Kiki had run from the Comet
before Marla could catch her
. Have to find
her,
she thought.
She can’t do this to me, leave like this, take Alexis on the
tour as if she hadn’t heard a thing I said. How could she think she
could do this? Make a total fool of me. As if she had no idea what
she was doing, how she’d teased me, used me. She turns her back and
runs into the night, without a thought.

But she guessed where Kiki was headed. She’d
run to Alexis. Run to the loving arms of that devious bitch. Pour
out in detail every painful, embarrassing, wrenching thing she’d
said to Kiki. And Alexis would laugh. Of course she would. She’d be
overjoyed that Marla had finally made herself look like a lovesick
idiot in front of the whole tavern. Now everyone knew what she felt
for Kiki - how she wanted her - if they hadn’t already guessed long
before - and they also knew how that love had been thrown back in
her face like a dirty rag.

If only she could take back the words.
Explain that it was okay, things could go back the way they were.
She had been upset. How could she not be when Kiki told her she was
going to ask Alexis to go on the tour with her? The Grid’s first
big tour and she wanted Alexis with her, not Marla.

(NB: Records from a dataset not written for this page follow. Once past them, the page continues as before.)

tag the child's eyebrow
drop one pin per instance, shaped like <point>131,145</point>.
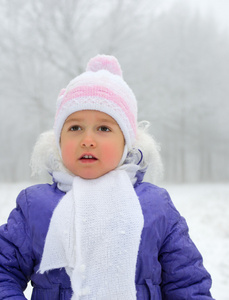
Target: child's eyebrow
<point>111,121</point>
<point>74,120</point>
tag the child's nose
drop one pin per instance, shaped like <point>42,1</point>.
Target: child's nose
<point>88,141</point>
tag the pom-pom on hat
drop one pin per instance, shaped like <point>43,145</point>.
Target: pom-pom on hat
<point>100,88</point>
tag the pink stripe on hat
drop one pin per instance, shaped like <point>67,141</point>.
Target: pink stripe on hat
<point>98,91</point>
<point>101,88</point>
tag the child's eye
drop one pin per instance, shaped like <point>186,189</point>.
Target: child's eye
<point>104,128</point>
<point>75,128</point>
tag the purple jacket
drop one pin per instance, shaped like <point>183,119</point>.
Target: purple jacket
<point>169,265</point>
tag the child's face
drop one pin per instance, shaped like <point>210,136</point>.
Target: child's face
<point>91,144</point>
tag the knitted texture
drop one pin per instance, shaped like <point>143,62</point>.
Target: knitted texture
<point>100,88</point>
<point>95,234</point>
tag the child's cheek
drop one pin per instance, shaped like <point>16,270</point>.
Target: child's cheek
<point>111,152</point>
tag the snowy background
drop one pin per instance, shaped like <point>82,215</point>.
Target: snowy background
<point>205,208</point>
<point>175,56</point>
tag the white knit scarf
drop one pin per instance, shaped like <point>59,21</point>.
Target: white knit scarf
<point>95,234</point>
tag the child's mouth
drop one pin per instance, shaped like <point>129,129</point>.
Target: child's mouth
<point>88,158</point>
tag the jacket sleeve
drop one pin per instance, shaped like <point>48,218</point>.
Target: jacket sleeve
<point>16,262</point>
<point>183,273</point>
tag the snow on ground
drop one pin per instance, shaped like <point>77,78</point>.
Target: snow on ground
<point>206,209</point>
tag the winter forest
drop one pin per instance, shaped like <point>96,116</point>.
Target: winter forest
<point>175,61</point>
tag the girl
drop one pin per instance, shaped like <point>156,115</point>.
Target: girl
<point>98,232</point>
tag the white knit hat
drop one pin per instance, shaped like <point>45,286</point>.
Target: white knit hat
<point>100,88</point>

How could she not know how
I felt?
There for her, up front every time
she performed - there from the first when no one had even heard of
her, when she came from back east all excited about what she’d
heard of Seattle’s music scene - when she was just another skinny
chick with a big voice and a folder full of scribbled
lyrics.
But I was the one who saw how
different she was from the all the rest, saw how great she could
be.
It wasn’t Alexis who introduced her to
the guys who became her band, who arranged the first gigs for The
Grid and talked Sam Allenbaum into helping them cut a demo.
It wasn’t Alexis, it was me. Me, the one she
wouldn’t take on tour.

Marla wiped her eyes with the back of her
hand and unlocked her borrowed car, a car “borrowed” from a guy so
drunk he’d never remember where he parked it. She’d re-park it
close to the Comet, she thought, when she was done with it. Anyway
she heard Cliff say he was going to send him home in a cab. No
harm, no foul. But tonight she needed a car to catch Kiki before
she got to Alexis. If she could only talk to her quietly, without
the band and all the confusion she was sure Kiki would see how
important it was that she be included - that she was invaluable to
the band if not to her personally. She had to see reason.

Marla drove slowly south toward the Central
District, scanning the sidewalks on either side of the street. Kiki
couldn’t have gotten too far on foot and she didn’t have a car. Bus
service was pathetic after midnight so she’d have to have been
unbelievably lucky to catch one going in the right direction. Would
she have hailed a cab? Possibly but not likely. Kiki was careful
with money, especially since she needed all she could get to launch
the tour. She wouldn’t make anything on it or the c.d. for a while,
even supposing a big success. Small startup Punk bands didn’t make
much above expenses, if that.

Marla prayed Kiki just decided to walk off
her temper, as she had done on those other rare occasions she lost
it. Kiki wasn’t one for losing control but when she did - no matter
how mad she got - she liked to cool off on her own. Marla figured
Kiki would take her time walking the mile to Fir Street, enjoying
the unseasonably warm spring night. Marla rolled down the window so
she could hear the street sounds - so she could call out to Kiki
when she spotted her.

Did I pass her already?
Where in hell is she? You’d think I’d see her if she was up ahead.
Or would I? Could she have turned down the hill at Alder - or maybe
at Spruce? This is a waste of time - Kiki could be anywhere. I’ll
have to cut her off at Fir before she reaches the
house
.

Then as she slowed to take a right on Spruce
a shadow bolted across the street from the left straight for the
front of the car, someone running flat out. Marla stood on the
brake pedal, sliding to a slewed stop half way onto the
sidewalk.

“Help me, oh God, help me,” screamed the
woman, slamming her hand on the hood of the car - her shirt
shredded, her eyes huge in the headlights. It was Kiki.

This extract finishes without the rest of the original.